Non solo Mostra internazionale di Venezia. A settembre il cinema, quello più impegnato sul versante politico e documentaristico, si trova al Milano Film Festival, che quest’anno compie vent’anni. Nell’arena del teatro Strehler al teatro studio Melato, al parco Sempione, alla Triennale, allo spazio Oberdan e in altre sale messe in rete da questa rassegna, dal 10 al 20 settembre, si possono vedere una serie di prime di taglio politico, a cominciare da Over the Years film dell’ austriaco Nikolaus Geyrhalter che documenta 10 anni della vita dei dipendenti di una fabbrica tessile dopo il fallimento. E poi classici restaurati come Metropolis di Friz Lang. Oppure ritratti d’autore come Sembene! di Samba Gadjigo e Jason Silverman, che racconta l’icona del cinema contemporaneo africano Ousmane Sembène e quello di James Dean messo a fuoco nel film Life, film da Anton Corbjin, attraverso i racconti del fotografo Dennis Stock.
(Un fotogramma tratto da Over the years)
(James Dean a New York, qui sotto nel trailer riconoscerete l’immagine)
Da non perdere è la sezione Colpe di Stato curata da Paola Piacenza. «La storia sembra non poterci dire più chi siamo, ma ci costringe a un’incessante ricerca. Questa è la direzione che Colpe di Stato ha scelto di prendere quest’anno», racconta la documentarista e giornalista culturale. «Indagare in modo nuovo spazi esplorati dal volatile racconto giornalistico, posizionare la bussola verso est e lasciarsi sedurre dall’urgenza del racconto presente andando in cerca delle radici profonde che quel racconto hanno prodotto e deformato».
Un esempio? La Guerra dei Sei Giorni è un nodo centrale della storia di Israele. E’ stata la più fulminea e vittoriosa delle campagne militari dell’era moderna e produsse un nuovo assetto geografico, creando nuovi equilibri, nuove alleanze e riaccendendo antiche rivalità . Il documentario Censored Voices dell’israeliana Mor Loushy torna a raccontare quella guerra del 1967. «Ritrovando una polifonia di voci, refrattarie alla dittatura dell’unanimità . Quelle dei soldati artefici di quella vittoria, registrate dallo scrittore Amos Oz raccogliendo, di kibbutz in kibbutz, verità intime e inammissibili: Gerusalemme non era una città liberata, era una città occupata», dice Piacenza.

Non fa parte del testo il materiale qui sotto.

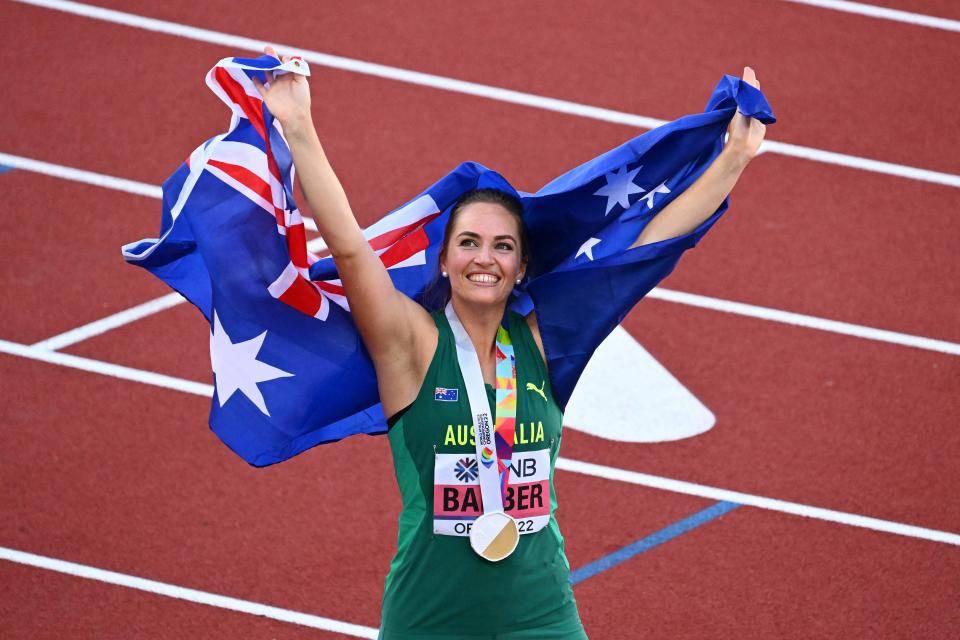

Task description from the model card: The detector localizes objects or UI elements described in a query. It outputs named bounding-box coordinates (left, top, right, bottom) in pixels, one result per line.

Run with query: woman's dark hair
left=420, top=188, right=530, bottom=309
left=440, top=188, right=530, bottom=264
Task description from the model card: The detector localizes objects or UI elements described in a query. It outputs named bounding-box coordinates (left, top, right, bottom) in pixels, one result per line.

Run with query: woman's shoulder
left=510, top=311, right=547, bottom=366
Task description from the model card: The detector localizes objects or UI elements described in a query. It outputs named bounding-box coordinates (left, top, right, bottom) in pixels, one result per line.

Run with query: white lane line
left=0, top=153, right=163, bottom=200
left=0, top=153, right=317, bottom=231
left=32, top=292, right=187, bottom=351
left=0, top=340, right=960, bottom=545
left=647, top=287, right=960, bottom=356
left=0, top=340, right=213, bottom=398
left=0, top=153, right=960, bottom=355
left=784, top=0, right=960, bottom=33
left=14, top=0, right=960, bottom=187
left=557, top=458, right=960, bottom=546
left=0, top=547, right=378, bottom=639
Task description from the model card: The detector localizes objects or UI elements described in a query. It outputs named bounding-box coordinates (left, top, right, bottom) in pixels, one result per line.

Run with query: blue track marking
left=570, top=501, right=741, bottom=584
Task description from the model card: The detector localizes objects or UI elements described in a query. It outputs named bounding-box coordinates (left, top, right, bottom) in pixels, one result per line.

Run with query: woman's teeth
left=467, top=273, right=500, bottom=284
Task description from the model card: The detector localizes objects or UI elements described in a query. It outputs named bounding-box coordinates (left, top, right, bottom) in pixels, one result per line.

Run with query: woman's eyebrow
left=457, top=231, right=517, bottom=242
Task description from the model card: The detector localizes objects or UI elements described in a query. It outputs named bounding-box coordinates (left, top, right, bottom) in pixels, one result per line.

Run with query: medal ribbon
left=493, top=325, right=517, bottom=501
left=444, top=302, right=517, bottom=514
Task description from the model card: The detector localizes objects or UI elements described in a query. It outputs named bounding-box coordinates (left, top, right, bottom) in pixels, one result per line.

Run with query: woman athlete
left=254, top=42, right=766, bottom=640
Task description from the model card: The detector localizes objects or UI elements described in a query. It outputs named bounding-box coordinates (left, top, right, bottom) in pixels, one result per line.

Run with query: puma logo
left=527, top=380, right=547, bottom=402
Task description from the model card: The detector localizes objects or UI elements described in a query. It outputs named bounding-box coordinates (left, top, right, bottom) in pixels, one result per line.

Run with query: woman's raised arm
left=630, top=67, right=767, bottom=249
left=254, top=47, right=436, bottom=415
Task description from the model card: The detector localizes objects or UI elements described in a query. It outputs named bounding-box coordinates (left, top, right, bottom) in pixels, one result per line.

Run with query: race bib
left=433, top=449, right=550, bottom=536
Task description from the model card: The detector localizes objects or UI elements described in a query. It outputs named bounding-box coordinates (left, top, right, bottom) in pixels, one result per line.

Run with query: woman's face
left=440, top=202, right=524, bottom=304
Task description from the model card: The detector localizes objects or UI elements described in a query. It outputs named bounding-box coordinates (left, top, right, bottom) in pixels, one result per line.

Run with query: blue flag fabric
left=123, top=56, right=775, bottom=466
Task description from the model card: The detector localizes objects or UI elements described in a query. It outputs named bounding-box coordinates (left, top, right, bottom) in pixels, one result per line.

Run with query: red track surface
left=0, top=0, right=960, bottom=638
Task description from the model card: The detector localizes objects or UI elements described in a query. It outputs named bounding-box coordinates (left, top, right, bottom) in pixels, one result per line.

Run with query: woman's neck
left=452, top=299, right=506, bottom=364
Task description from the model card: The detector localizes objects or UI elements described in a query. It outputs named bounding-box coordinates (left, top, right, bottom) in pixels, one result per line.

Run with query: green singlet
left=379, top=311, right=587, bottom=640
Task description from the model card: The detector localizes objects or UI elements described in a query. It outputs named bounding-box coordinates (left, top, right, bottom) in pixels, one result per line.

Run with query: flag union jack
left=122, top=56, right=774, bottom=464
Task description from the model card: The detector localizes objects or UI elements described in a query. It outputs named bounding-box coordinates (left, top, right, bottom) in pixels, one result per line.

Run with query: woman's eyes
left=460, top=238, right=513, bottom=251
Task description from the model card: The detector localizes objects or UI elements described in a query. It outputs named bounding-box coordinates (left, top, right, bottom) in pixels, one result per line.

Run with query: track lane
left=35, top=0, right=960, bottom=173
left=0, top=560, right=351, bottom=640
left=0, top=356, right=710, bottom=626
left=577, top=507, right=960, bottom=640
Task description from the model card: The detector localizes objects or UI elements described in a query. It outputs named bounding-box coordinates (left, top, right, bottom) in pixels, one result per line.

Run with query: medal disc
left=470, top=511, right=520, bottom=562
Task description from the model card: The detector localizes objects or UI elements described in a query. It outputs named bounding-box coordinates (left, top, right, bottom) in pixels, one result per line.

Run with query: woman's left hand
left=724, top=67, right=767, bottom=162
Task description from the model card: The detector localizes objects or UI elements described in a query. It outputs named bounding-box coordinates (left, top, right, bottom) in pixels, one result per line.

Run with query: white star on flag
left=593, top=165, right=644, bottom=215
left=210, top=311, right=293, bottom=416
left=640, top=182, right=670, bottom=209
left=573, top=238, right=600, bottom=260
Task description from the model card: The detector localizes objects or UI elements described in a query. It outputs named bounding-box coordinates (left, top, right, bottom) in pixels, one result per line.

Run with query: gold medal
left=470, top=511, right=520, bottom=562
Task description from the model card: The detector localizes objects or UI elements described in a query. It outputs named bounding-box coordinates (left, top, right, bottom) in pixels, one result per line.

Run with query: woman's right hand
left=253, top=45, right=311, bottom=129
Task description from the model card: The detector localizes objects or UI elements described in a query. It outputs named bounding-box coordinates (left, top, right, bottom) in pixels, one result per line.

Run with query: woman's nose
left=476, top=246, right=493, bottom=264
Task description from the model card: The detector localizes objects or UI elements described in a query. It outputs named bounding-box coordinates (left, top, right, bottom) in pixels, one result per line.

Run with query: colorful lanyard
left=444, top=302, right=520, bottom=562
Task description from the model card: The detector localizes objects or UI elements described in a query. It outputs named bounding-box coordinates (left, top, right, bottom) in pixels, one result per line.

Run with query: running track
left=0, top=0, right=960, bottom=638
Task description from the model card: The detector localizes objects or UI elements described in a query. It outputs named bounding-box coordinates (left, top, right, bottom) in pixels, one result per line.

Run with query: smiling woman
left=254, top=38, right=764, bottom=640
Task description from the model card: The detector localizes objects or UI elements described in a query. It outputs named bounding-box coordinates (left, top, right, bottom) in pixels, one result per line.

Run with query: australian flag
left=123, top=56, right=774, bottom=466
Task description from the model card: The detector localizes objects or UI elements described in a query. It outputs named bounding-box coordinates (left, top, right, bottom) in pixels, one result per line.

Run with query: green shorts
left=377, top=614, right=588, bottom=640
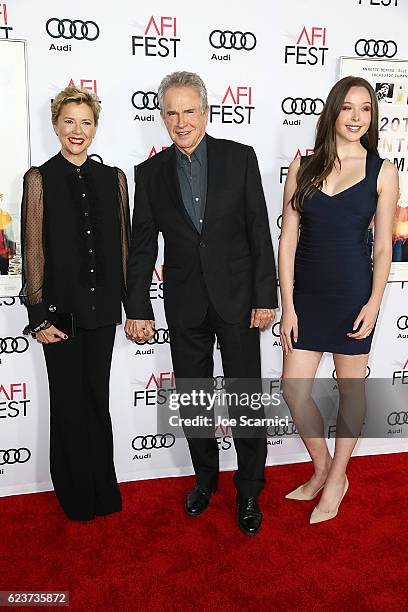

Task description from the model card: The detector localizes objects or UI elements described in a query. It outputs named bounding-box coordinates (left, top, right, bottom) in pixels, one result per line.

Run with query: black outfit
left=293, top=152, right=383, bottom=355
left=126, top=135, right=277, bottom=497
left=21, top=153, right=129, bottom=520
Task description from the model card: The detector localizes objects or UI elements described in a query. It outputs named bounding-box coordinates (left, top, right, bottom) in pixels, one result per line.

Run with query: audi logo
left=214, top=376, right=225, bottom=391
left=387, top=412, right=408, bottom=425
left=354, top=38, right=398, bottom=58
left=210, top=30, right=256, bottom=51
left=281, top=98, right=324, bottom=115
left=132, top=91, right=160, bottom=110
left=0, top=448, right=31, bottom=465
left=332, top=366, right=371, bottom=380
left=272, top=321, right=280, bottom=338
left=0, top=336, right=29, bottom=355
left=397, top=315, right=408, bottom=329
left=266, top=421, right=298, bottom=438
left=136, top=329, right=170, bottom=344
left=45, top=17, right=99, bottom=40
left=132, top=434, right=176, bottom=451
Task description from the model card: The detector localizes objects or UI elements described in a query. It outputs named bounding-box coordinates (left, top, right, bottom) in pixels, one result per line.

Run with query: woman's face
left=335, top=87, right=371, bottom=142
left=54, top=102, right=96, bottom=161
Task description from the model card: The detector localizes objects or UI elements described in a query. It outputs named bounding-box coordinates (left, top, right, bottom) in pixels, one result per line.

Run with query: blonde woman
left=21, top=87, right=129, bottom=520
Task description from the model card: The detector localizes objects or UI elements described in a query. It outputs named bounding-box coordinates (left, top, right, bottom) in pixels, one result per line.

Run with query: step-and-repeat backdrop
left=0, top=0, right=408, bottom=495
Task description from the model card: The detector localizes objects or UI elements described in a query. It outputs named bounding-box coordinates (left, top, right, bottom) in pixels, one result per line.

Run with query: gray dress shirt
left=176, top=136, right=207, bottom=233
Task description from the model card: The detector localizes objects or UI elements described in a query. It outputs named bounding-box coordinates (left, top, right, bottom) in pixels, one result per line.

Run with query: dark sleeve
left=246, top=147, right=278, bottom=308
left=117, top=168, right=130, bottom=307
left=20, top=168, right=47, bottom=329
left=126, top=170, right=159, bottom=320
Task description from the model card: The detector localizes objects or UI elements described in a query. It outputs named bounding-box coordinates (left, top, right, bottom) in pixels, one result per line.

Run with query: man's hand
left=125, top=319, right=155, bottom=342
left=249, top=308, right=275, bottom=329
left=35, top=325, right=68, bottom=344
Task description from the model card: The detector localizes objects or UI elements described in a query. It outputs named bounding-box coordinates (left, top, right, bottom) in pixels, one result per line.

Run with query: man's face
left=162, top=86, right=208, bottom=155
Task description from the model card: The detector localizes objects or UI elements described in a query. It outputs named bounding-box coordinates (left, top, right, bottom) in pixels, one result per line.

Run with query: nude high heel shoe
left=309, top=476, right=349, bottom=525
left=285, top=484, right=324, bottom=501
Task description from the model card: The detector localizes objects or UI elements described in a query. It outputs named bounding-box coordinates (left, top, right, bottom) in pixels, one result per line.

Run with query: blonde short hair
left=51, top=87, right=101, bottom=125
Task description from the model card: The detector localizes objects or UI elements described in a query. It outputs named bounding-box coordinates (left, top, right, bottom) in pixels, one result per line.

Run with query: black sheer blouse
left=20, top=153, right=130, bottom=329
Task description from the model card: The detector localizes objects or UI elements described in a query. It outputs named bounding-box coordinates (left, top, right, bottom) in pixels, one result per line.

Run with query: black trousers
left=43, top=325, right=122, bottom=520
left=169, top=304, right=267, bottom=497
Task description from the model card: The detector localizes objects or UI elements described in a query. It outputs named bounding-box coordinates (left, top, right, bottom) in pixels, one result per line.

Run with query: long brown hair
left=290, top=76, right=378, bottom=212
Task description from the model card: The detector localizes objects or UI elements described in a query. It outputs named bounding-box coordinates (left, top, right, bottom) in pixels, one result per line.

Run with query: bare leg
left=282, top=349, right=331, bottom=495
left=318, top=354, right=368, bottom=512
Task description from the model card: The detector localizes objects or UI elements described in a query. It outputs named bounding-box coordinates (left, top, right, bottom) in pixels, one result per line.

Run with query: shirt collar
left=57, top=151, right=90, bottom=172
left=175, top=134, right=207, bottom=165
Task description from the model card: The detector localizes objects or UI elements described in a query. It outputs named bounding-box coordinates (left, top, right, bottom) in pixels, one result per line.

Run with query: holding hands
left=249, top=308, right=275, bottom=329
left=125, top=319, right=155, bottom=342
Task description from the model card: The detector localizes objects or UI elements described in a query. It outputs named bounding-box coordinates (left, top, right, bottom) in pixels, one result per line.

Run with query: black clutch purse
left=48, top=312, right=76, bottom=338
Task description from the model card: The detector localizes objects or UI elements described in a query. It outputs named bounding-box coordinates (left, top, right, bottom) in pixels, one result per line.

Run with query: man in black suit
left=125, top=72, right=277, bottom=535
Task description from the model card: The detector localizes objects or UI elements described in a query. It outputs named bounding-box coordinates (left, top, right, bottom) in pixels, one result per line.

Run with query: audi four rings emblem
left=45, top=17, right=99, bottom=40
left=0, top=448, right=31, bottom=465
left=354, top=38, right=398, bottom=58
left=0, top=336, right=29, bottom=355
left=214, top=376, right=225, bottom=391
left=387, top=412, right=408, bottom=425
left=210, top=30, right=256, bottom=51
left=132, top=91, right=159, bottom=110
left=136, top=329, right=170, bottom=344
left=132, top=434, right=176, bottom=450
left=281, top=98, right=324, bottom=115
left=397, top=315, right=408, bottom=329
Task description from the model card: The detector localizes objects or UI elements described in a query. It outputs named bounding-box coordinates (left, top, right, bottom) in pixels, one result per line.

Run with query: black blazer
left=126, top=135, right=278, bottom=326
left=20, top=153, right=130, bottom=329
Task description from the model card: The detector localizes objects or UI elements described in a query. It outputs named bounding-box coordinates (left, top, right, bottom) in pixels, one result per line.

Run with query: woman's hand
left=280, top=308, right=298, bottom=355
left=35, top=325, right=68, bottom=344
left=347, top=300, right=380, bottom=340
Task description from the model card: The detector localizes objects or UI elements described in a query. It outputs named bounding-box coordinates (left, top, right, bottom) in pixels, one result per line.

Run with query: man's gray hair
left=157, top=71, right=208, bottom=113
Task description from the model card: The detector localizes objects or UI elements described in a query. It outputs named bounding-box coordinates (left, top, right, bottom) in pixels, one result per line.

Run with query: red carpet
left=0, top=453, right=408, bottom=612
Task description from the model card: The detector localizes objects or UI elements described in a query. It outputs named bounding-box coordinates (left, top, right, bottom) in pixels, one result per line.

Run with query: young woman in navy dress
left=279, top=77, right=399, bottom=523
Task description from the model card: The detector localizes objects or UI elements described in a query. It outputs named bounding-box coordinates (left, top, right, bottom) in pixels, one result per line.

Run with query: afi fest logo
left=0, top=382, right=31, bottom=419
left=285, top=26, right=329, bottom=66
left=392, top=359, right=408, bottom=385
left=0, top=3, right=13, bottom=38
left=357, top=0, right=398, bottom=6
left=68, top=79, right=98, bottom=95
left=210, top=85, right=255, bottom=125
left=397, top=315, right=408, bottom=340
left=51, top=79, right=98, bottom=106
left=279, top=149, right=313, bottom=184
left=133, top=371, right=176, bottom=408
left=132, top=15, right=180, bottom=57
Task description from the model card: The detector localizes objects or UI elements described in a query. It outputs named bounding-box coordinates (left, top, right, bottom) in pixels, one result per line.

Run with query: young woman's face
left=335, top=87, right=371, bottom=142
left=54, top=102, right=96, bottom=160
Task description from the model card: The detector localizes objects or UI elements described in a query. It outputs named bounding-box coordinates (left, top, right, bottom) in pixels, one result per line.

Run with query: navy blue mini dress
left=293, top=152, right=384, bottom=355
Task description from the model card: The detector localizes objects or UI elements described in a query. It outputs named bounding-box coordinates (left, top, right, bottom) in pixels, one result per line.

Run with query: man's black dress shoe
left=237, top=497, right=262, bottom=535
left=185, top=485, right=214, bottom=516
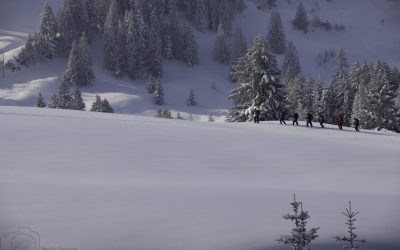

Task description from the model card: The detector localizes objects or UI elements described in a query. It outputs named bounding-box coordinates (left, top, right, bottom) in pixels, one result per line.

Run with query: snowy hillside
left=0, top=0, right=400, bottom=119
left=0, top=107, right=400, bottom=250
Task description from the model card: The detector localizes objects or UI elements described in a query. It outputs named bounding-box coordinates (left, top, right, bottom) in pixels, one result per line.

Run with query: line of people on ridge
left=253, top=107, right=360, bottom=132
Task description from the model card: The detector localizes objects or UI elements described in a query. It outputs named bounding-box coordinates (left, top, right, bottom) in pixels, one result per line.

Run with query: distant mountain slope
left=0, top=107, right=400, bottom=250
left=0, top=0, right=400, bottom=119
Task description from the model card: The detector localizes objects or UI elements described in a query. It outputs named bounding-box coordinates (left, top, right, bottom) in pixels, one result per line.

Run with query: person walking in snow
left=279, top=112, right=286, bottom=125
left=254, top=107, right=261, bottom=123
left=318, top=113, right=325, bottom=128
left=293, top=112, right=299, bottom=126
left=306, top=113, right=314, bottom=127
left=336, top=114, right=344, bottom=130
left=353, top=117, right=360, bottom=132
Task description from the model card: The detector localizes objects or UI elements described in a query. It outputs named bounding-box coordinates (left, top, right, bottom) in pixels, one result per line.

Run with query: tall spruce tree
left=103, top=1, right=119, bottom=75
left=230, top=28, right=247, bottom=64
left=282, top=42, right=301, bottom=84
left=256, top=0, right=276, bottom=9
left=145, top=10, right=162, bottom=77
left=71, top=87, right=86, bottom=110
left=153, top=80, right=165, bottom=105
left=58, top=0, right=90, bottom=55
left=180, top=23, right=199, bottom=66
left=36, top=2, right=57, bottom=59
left=17, top=34, right=39, bottom=66
left=62, top=41, right=83, bottom=86
left=48, top=81, right=72, bottom=109
left=312, top=76, right=326, bottom=117
left=227, top=35, right=287, bottom=121
left=63, top=33, right=94, bottom=87
left=77, top=32, right=94, bottom=87
left=36, top=92, right=46, bottom=108
left=213, top=23, right=230, bottom=64
left=292, top=1, right=310, bottom=33
left=302, top=76, right=315, bottom=117
left=267, top=12, right=286, bottom=54
left=331, top=49, right=354, bottom=125
left=369, top=61, right=399, bottom=131
left=194, top=0, right=209, bottom=32
left=286, top=74, right=305, bottom=118
left=186, top=89, right=197, bottom=106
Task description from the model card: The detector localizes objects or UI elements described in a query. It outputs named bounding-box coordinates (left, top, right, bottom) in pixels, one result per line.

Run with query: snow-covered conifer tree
left=195, top=0, right=209, bottom=32
left=76, top=32, right=94, bottom=86
left=302, top=76, right=315, bottom=117
left=227, top=35, right=287, bottom=121
left=292, top=1, right=310, bottom=33
left=36, top=92, right=46, bottom=108
left=256, top=0, right=276, bottom=9
left=63, top=41, right=79, bottom=86
left=17, top=34, right=39, bottom=66
left=71, top=87, right=86, bottom=110
left=125, top=10, right=139, bottom=79
left=90, top=95, right=103, bottom=112
left=286, top=74, right=305, bottom=118
left=331, top=49, right=354, bottom=125
left=267, top=12, right=286, bottom=54
left=101, top=98, right=114, bottom=113
left=180, top=23, right=199, bottom=66
left=313, top=76, right=325, bottom=117
left=333, top=201, right=367, bottom=249
left=113, top=21, right=127, bottom=77
left=63, top=33, right=94, bottom=87
left=369, top=61, right=400, bottom=131
left=153, top=81, right=164, bottom=105
left=90, top=95, right=114, bottom=113
left=47, top=94, right=59, bottom=109
left=103, top=1, right=119, bottom=75
left=282, top=42, right=301, bottom=84
left=277, top=195, right=319, bottom=250
left=36, top=2, right=57, bottom=59
left=213, top=23, right=230, bottom=64
left=48, top=81, right=72, bottom=109
left=186, top=89, right=197, bottom=106
left=145, top=10, right=162, bottom=77
left=58, top=0, right=88, bottom=54
left=230, top=28, right=247, bottom=64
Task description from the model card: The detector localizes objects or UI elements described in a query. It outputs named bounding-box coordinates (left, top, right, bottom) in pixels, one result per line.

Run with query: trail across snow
left=0, top=107, right=400, bottom=250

Anche Russian Woodpecker di Fedor Alexandrovich volge lo sguardo al passato. «Con il coraggio del reporter e i modi dell’artista avant-garde, ripercorre ossessivamente la vicenda che ha segnato la sua infanzia, il disastro di Chernobyl, crea connessioni, ricostruisce scenari, smuove le acque stagnanti della politica finché si rende conto che i suoi fantasmi abitano territori realmente pericolosi». E ancora: i racconti non embedded dall’Afghanistan dei registi di Tell Spring not to come this year (nella foto qui sotto) e molto altro come si può vedere dal lungo programma.